Quand le patriarcat est en décomposition, comme aujourd’hui, cela donne, dans l’immédiat, les avatars du christianisme dont on a parlé, la quête individuelle et tout ce qui apparaît dans la clinique quotidienne des psychanalystes, par exemple : la remontée du féminin chez des gens qui ne sont pas encore préparés à le recevoir, ce qui crée une distorsion, un très grand malaise. Pensez au cas fameux du Président Schreber : sa psychose, ce n’était pas de se croire une femme, la « prostituée de Dieu », puisque justement il l’était aussi. C’était de ne pas savoir quoi faire avec cette féminité en lui ; de la même manière que Ferenczi, qui est devenu fou après avoir écrit Thalassa. Alors, si ça arrive à un disciple direct de Freud…

En fait, pour quelqu’un qui, d’un côté, intègre mal ce qui se passe en lui, et de l’autre refuse la société, que se passe-t-il ordinairement ? Eh bien, une partie du phénomène hippie aux symboliques féminines, le mouvement écologique avec son obsession de la Mère-Nature, la recherche par la drogue du Paradis perdu et du royaume des images, peuvent en grande partie s’expliquer à partir de ce point de vue. Bien sûr, il faudrait nuancer tout cela, faire la part de ce qui est pathologique et de ce qui ne l’est pas, de ce qui est régression et de ce qui est progression, mais j’essaie simplement de montrer les multiples voies par où le féminin fait à nouveau son entrée.

A travers cette lecture du mythe, peut-on dire qu’il s’agit d’un mythe occidental, ou qu’il a valeur universelle ?

De l’Indus à l’Irlande, on retrouve l’équivalent de l’histoire de Tristan et Iseut avec les mêmes grands thèmes. Un savant professeur a même essayé de montrer qu’il pouvait y avoir un lien de filiation avec la mystique iranienne du haut Moyen-âge, de même qu’on a voulu le mettre en parallèle avec certains romans chinois classiques de la période des Han, si je me souviens bien. Bien sûr, tout cela est intéressant, mais je ne pense pas que ce soit là l’important. L’important c’est ce qui relève de l’inconscient collectif, ou des structures fondamentales de l’imagination, comme on voudra l’appeler : c’est-à-dire la succession des épreuves initiatiques, la conception de l’eau de vie qui recèle chaque être humain à son Soi le plus profond (au fond, c’est le Soma des Hindous), c’est l’affrontement à la mort, à la sortie de laquelle la vie est affirmée dans le sein de la déesse (qu’il s’agisse d’une descente aux Enfers comme dans les grandes mythologies : Isis et Osiris, Marduk et Zarpanitou en Babylonie, Aphrodite et Adonis — ou de la dérive de Tristan agonisant dans une barque sans rames ni voiles).

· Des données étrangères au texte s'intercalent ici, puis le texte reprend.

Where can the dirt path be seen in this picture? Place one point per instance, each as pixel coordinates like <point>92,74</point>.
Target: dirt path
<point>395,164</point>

C’est l’affirmation qu’il existe un royaume (« autre part » dans la légende, c’est-à-dire, traduit dans nos termes, dans une « autre société ») où les femmes sont reines — et où on s’aperçoit dès lors que la royauté de la femme, c’est la liberté de l’homme et de la femme, parce que son pouvoir n’est justement pas une puissance, mais la capacité d’une reconnaissance mutuelle.

Vous me direz peut-être que tout cela n’est après tout qu’un rêve ? C’est possible, en effet. Mais c’est un rêve pour lequel il vaut la peine de vivre.